Excessive production of fibrosis is a feature of hypertension-induced renal injury. Activation of RhoA/Rho-kinase (ROCK) axis has been shown in deoxycorticosterone acetate (DOCA)-salt hypertensive rats. We assessed whether selective endothelin receptor blockers can attenuate renal fibrosis by inhibiting RhoA/ROCK axis in DOCA-salt rats. At 4 weeks after the start of DOCA-salt treatment and uninephrectomization, male Wistar rats were randomized into three groups for 4 weeks: vehicle, ABT-627 (endothelin-A receptor inhibitor) and A192621 (endothelin-B receptor inhibitor). DOCA-salt was characterized by increased blood pressure, decreased renal function, increased proteinuria, increased glomerulosclerosis and tubulointerstitial fibrosis with myofibroblast accumulation, increased renal endothelin-1 levels and RhoA activity along with increased expression of connective tissue growth factor at both mRNA and protein levels as compared with uninephrectomized control male Wistar rats. Treatment with a selective mineralocorticoid receptor antagonist, eplerenone, ameliorated proteinuria.

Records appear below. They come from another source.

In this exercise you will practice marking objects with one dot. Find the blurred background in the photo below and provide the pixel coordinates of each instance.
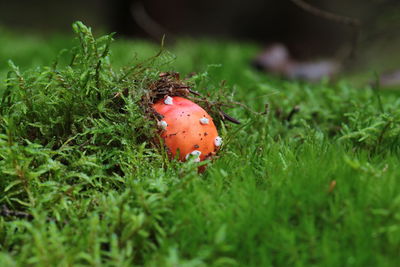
(304, 33)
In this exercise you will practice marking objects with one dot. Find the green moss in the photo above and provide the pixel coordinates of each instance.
(321, 188)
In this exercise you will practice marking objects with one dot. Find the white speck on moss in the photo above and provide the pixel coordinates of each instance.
(195, 154)
(168, 101)
(218, 141)
(162, 124)
(204, 121)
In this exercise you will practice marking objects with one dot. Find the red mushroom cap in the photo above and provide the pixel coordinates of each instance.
(187, 128)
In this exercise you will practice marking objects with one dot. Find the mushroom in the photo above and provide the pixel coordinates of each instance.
(187, 128)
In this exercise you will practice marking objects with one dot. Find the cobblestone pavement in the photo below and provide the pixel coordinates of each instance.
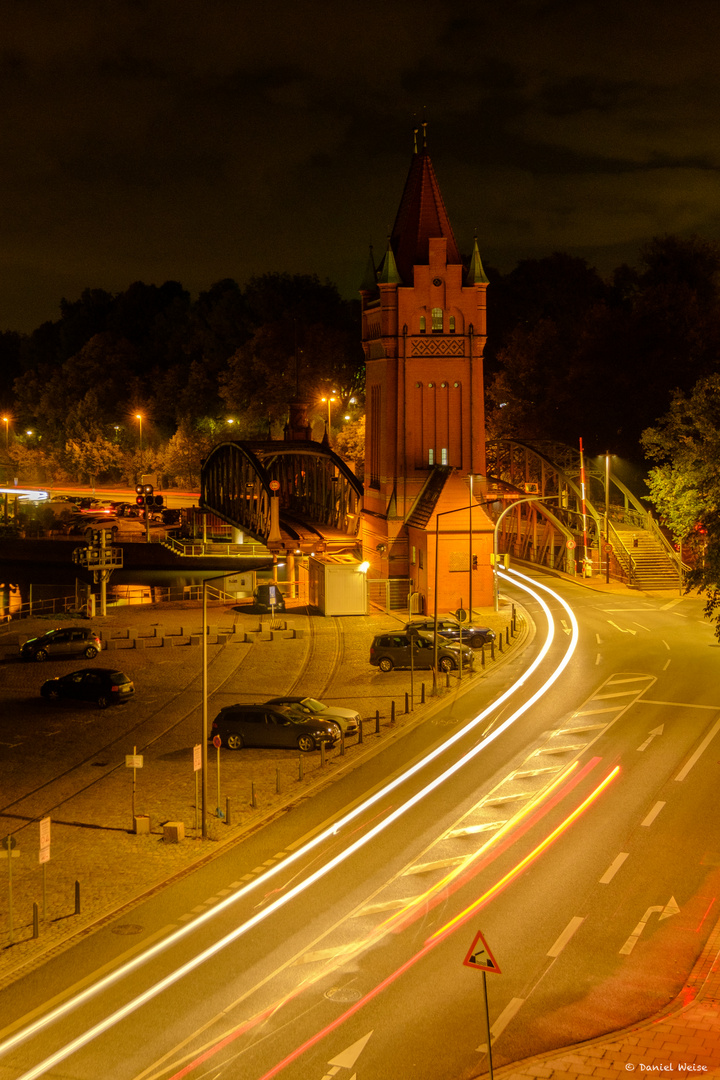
(93, 840)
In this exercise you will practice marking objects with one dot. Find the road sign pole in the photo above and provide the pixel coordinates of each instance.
(487, 1024)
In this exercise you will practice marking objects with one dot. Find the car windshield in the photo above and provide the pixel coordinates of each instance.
(313, 704)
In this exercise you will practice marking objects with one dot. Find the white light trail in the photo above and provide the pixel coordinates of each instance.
(517, 579)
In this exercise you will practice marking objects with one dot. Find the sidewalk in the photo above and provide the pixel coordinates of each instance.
(93, 841)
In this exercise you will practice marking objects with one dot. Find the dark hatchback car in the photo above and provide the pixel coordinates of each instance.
(393, 650)
(102, 685)
(240, 726)
(475, 636)
(60, 643)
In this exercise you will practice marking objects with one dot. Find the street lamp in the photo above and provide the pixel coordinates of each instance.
(329, 400)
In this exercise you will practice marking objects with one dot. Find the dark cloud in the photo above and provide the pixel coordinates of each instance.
(175, 139)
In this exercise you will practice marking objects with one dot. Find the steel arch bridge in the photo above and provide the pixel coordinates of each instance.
(317, 499)
(553, 532)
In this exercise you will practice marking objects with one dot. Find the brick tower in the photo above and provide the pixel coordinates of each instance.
(423, 336)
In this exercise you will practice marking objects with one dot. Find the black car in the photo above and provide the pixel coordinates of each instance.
(240, 726)
(102, 685)
(63, 642)
(475, 636)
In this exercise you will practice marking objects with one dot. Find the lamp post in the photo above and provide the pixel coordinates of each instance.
(329, 428)
(607, 518)
(138, 417)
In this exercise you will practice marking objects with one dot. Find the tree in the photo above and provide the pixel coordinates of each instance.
(684, 485)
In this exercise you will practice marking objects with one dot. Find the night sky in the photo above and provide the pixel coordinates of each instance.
(219, 138)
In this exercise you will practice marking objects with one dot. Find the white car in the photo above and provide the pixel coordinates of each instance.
(347, 719)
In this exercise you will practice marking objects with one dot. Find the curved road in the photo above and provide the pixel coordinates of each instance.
(578, 836)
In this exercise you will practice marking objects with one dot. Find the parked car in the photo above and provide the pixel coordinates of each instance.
(475, 636)
(240, 726)
(268, 595)
(347, 719)
(60, 643)
(393, 650)
(102, 685)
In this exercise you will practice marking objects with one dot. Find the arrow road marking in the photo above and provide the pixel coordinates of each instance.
(347, 1058)
(651, 736)
(670, 908)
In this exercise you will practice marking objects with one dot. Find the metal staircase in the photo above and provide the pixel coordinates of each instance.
(650, 563)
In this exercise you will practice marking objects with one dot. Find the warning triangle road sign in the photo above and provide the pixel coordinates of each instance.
(480, 957)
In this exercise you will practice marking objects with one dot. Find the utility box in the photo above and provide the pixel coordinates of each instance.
(338, 584)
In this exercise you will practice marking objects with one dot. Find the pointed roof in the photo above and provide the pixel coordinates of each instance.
(421, 215)
(476, 274)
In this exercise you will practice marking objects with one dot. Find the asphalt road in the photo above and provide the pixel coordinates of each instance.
(581, 841)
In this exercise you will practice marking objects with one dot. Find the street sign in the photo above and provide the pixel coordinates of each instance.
(480, 957)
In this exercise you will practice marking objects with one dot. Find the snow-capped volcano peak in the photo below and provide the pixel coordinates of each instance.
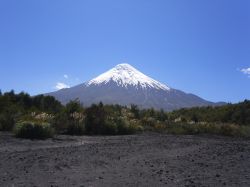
(125, 75)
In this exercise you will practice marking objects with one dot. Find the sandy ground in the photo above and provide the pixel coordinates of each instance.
(137, 160)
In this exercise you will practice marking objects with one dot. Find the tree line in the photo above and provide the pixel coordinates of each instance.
(43, 116)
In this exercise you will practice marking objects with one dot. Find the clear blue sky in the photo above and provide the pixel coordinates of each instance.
(200, 47)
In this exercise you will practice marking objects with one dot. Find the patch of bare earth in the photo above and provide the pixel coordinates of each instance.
(137, 160)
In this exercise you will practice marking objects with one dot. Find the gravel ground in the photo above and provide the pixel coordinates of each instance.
(148, 159)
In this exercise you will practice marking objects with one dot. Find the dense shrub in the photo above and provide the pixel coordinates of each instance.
(33, 130)
(7, 122)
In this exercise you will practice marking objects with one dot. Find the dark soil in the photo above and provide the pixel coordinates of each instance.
(137, 160)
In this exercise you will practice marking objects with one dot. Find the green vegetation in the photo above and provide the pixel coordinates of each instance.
(33, 130)
(41, 117)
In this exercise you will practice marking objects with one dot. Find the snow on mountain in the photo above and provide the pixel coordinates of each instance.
(124, 85)
(125, 75)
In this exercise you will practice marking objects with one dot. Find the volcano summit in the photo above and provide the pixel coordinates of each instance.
(125, 85)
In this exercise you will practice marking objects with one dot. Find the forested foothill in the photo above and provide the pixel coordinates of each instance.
(41, 117)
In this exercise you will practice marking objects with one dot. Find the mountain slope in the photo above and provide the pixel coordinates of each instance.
(125, 85)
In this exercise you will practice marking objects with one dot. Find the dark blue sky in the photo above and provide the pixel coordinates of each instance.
(200, 47)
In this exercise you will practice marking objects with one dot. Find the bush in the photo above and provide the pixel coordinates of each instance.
(7, 122)
(33, 130)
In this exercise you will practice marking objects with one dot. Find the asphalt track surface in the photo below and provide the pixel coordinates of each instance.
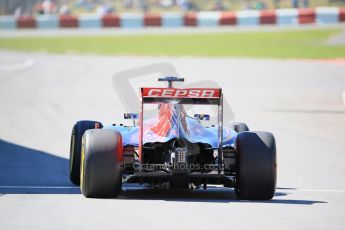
(42, 95)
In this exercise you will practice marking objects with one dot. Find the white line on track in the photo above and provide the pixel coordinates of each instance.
(22, 65)
(76, 187)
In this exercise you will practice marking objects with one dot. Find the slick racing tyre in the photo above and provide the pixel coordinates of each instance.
(256, 172)
(75, 148)
(101, 175)
(239, 127)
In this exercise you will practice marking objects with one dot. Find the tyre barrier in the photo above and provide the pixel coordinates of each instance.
(285, 17)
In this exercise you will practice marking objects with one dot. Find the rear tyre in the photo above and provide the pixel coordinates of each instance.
(75, 148)
(101, 175)
(256, 172)
(239, 127)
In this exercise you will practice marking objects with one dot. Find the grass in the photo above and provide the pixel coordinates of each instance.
(273, 44)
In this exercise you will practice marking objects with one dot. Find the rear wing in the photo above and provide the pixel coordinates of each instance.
(181, 95)
(212, 96)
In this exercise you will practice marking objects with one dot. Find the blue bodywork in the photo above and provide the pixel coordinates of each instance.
(173, 122)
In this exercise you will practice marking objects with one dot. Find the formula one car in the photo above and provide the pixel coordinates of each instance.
(172, 149)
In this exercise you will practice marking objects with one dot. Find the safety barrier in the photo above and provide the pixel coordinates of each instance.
(320, 15)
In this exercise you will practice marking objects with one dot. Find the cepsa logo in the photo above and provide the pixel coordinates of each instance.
(180, 93)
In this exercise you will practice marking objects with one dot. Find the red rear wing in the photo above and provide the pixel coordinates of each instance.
(182, 95)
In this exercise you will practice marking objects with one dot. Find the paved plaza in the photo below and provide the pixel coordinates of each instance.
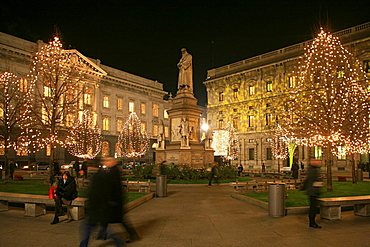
(194, 216)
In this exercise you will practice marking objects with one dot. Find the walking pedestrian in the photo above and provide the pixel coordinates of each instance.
(105, 205)
(312, 186)
(213, 174)
(65, 193)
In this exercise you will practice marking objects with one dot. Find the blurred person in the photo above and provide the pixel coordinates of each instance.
(312, 186)
(105, 204)
(65, 193)
(213, 174)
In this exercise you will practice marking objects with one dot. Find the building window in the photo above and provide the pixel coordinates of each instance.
(105, 101)
(155, 110)
(142, 108)
(155, 130)
(252, 90)
(291, 82)
(23, 85)
(87, 99)
(119, 104)
(269, 86)
(119, 124)
(2, 151)
(1, 111)
(69, 120)
(318, 153)
(342, 153)
(251, 121)
(105, 149)
(367, 66)
(235, 93)
(268, 154)
(236, 123)
(47, 91)
(166, 132)
(268, 119)
(131, 106)
(221, 96)
(250, 153)
(106, 123)
(220, 124)
(340, 74)
(22, 151)
(143, 127)
(48, 150)
(44, 116)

Impaired renal function and histological changes were overcome by treatment with ABT-627, but not with A192621. The beneficial effects of bosentan, a nonspecific endothelin receptor blocker, on proteinuria, RhoA activity, and connective tissue growth factor levels were similar to ABT-627. Furthermore, in an isolated perfuse kidney, a RhoA inhibitor, C3 exoenzyme, and two ROCK inhibitors, fasudil and Y-27632, significantly attenuated connective tissue growth factor levels. These results indicate that DOCA-salt elevates renal endothelin-1 levels and RhoA activity via activation of mineralocorticoid receptor, resulting in renal fibrosis and proteinuria. Endothelin-A receptor blockade can attenuate DOCA-salt-induced renal fibrosis probably through the inhibition of RhoA/ROCK activity and connective tissue growth factor expression.